The channel wrote to Salmond and Darling on Wednesday asking them to appear in front of an audience of 500 at the Assembly Rooms.
Better Together responded by letter yesterday, accepting the invite on the chairman's behalf.
The Sunday Herald quoted Sturgeon as saying that the Salmond would be willing to debate with Darling as a substitute for the Prime Minister.
However a spokesman said last night that his preference remains for a debate with Cameron on 16 July.
Sturgeon told the newspaper: "David Cameron should accept the offer of a head-to-head debate with the First Minister, which is the one that all of Scotland wants to see.
"Should the Prime Minister continue to duck this debate, the First Minister is willing to take on Alistair Darling as the Tories' nominated substitute."
A spokesman for the First Minister said: "We will continue to pursue David Cameron to agree to the July 16 debate with the First Minister. If he continues to duck from it – the First Minister will take on Alistair Darling shortly after the Commonwealth Games."
The proposed debate will be hosted by STV political editor Bernard Ponsonby. The audience will feature 500 "specially selected" members of the public representing both sides of the independence debate as well as undecided voters.
Better Together campaign director Blair McDougall said: "Alex Salmond's TV debates bluff has finally been called.
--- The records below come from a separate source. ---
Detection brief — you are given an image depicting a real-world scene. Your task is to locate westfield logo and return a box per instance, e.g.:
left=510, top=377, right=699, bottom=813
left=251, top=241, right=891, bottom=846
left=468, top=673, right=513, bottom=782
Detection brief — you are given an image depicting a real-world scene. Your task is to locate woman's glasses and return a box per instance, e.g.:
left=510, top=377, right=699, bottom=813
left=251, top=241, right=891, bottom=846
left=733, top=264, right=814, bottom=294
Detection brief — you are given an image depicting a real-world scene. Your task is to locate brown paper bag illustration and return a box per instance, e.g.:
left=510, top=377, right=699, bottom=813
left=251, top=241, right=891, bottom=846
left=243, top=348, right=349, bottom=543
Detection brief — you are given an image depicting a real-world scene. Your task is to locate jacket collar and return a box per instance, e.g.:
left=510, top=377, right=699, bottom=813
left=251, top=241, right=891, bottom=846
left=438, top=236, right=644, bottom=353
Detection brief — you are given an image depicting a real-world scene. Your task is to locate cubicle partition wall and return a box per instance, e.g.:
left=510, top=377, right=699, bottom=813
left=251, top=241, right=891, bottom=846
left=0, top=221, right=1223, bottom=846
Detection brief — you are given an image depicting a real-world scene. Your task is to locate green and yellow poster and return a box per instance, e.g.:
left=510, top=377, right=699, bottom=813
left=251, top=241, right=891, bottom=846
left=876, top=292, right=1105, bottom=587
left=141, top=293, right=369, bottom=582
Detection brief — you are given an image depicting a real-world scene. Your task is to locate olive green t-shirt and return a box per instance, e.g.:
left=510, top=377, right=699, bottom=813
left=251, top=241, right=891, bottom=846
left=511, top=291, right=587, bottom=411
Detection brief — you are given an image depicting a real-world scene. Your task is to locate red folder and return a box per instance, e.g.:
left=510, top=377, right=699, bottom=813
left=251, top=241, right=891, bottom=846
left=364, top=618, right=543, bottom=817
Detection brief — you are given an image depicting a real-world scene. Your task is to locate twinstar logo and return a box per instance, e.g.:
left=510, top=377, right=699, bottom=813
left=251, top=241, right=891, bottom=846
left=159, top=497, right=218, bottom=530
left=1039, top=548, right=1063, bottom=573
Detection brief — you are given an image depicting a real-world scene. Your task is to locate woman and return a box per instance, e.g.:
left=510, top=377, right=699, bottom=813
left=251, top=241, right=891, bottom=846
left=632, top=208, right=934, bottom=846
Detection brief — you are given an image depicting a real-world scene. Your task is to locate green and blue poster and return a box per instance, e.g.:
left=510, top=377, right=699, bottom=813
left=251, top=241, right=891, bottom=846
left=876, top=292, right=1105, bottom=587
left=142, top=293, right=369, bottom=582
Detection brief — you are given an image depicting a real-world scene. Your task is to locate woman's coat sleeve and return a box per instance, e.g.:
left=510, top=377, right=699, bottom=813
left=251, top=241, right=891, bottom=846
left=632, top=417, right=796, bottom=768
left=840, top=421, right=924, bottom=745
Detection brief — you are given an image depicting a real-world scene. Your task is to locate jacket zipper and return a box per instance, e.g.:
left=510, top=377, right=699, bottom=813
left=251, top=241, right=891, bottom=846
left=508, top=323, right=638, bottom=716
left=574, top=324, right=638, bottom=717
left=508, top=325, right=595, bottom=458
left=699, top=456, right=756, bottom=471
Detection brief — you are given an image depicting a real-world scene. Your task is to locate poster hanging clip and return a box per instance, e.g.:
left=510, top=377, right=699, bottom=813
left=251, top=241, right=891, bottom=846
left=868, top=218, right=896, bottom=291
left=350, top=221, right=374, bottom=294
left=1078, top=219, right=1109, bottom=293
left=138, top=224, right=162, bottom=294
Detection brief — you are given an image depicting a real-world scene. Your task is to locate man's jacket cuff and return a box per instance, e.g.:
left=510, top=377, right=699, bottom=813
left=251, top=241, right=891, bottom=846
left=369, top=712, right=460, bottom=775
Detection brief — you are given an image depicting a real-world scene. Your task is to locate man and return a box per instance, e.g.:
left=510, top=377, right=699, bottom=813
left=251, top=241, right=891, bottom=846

This is a welcome, if long overdue, climb-down by the First Minister.
"The nationalists wanted to make this a Scotland versus England contest. The vast majority of Scots know that's not what this is about. There are two competing Scottish visions for our country. We offer the best of both worlds, with more powers for Scotland backed up by the strength, security and stability of the larger UK. The nationalists only offer a leap in the dark with separation.
"People in Scotland deserve a TV debate between the leaders of both campaigns about the big issues in this referendum, like what would happen to our pound, pensions and public services."
Blair Jenkins, chief executive of Yes Scotland, said: "Polls show that the people of Scotland want a debate between the First Minister and the Prime Minister. If David Cameron is content to dictate to us, then he should be brave enough to debate with us.
"Team Yes has an abundance of talent ready and waiting to put forward the positive Yes case; meanwhile, the No side are desperately trying to pass the bat as far down the pecking order as possible."
Earlier this month, Darling claimed that Salmond was refusing to talk to broadcasters about having a debate with him.
In an interview with the New Statesman, he said: “[Salmond] wants to turn it into a contest between Scotland and England, which is why he wants a televised debate with David Cameron. That should not happen. I want to debate him. I’m ready to. But he’s refusing to enter into discussions with the television companies – STV, the BBC, Sky and Channel 4. It’s all being cut very fine. It’s not too late. I challenge him to a debate.”